I am wholesaling Ross Rounds sections in cartons of 24 for $4 each and have not had any resistance. I know of another doing the same. Well completed Ross Round sections weigh between 9.5 and 10 ounces. However, most average around 8.5 ounces.

Savanaha (spelling ? As in Georgia.) is wholesaling 12-16 ounce cut comb sections in cartons of 12 for $7.25 each, and 12 ounce jars of chunk honey for $5.50. They told me they would love to sell Ross Rounds as they are much easier to ship than cut comb, but they can't find a reliable supplier!


----------



## fat/beeman (Aug 23, 2002)

Hi Loyd
I have been selling ross rounds for 5.00 in large lots. have no problem sell them.
by the way I bought some of them way back in 1978 and 99 % is still in service of cource had to add to amount over the yrs. do you remember the first ones with red ends on them still use them. wish I could get a break on buying more and on the rings.
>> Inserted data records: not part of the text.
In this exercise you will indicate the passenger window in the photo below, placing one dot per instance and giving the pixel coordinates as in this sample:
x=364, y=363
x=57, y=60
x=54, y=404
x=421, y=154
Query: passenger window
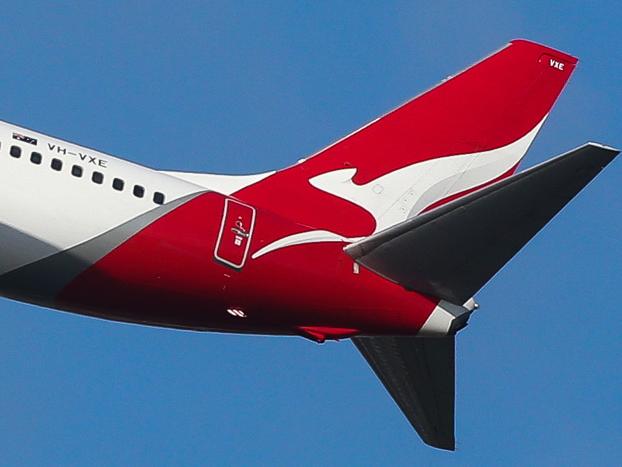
x=56, y=164
x=118, y=184
x=76, y=171
x=158, y=198
x=16, y=151
x=97, y=177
I am a commercial queen breeder so I limit my honey production to high end comb.
Don


----------



## [email protected] (Aug 1, 2004)

Anybody have Rounds for sale in lots of at least 100? I have a high demand and may soon be sold out...although I will produce 3,500 or so this year.


----------



## fat/beeman (Aug 23, 2002)

I might be interested in tradeing some rings and lids for some filled out ones always like to trade if possible. got about all I can produce sold as them come off.If you could find it your heart to cut me a good price. might produce for you too.
Don
my rounds are in high demand as I don't use any strips and been chemical free since 1992 health food stores are on top of it.


----------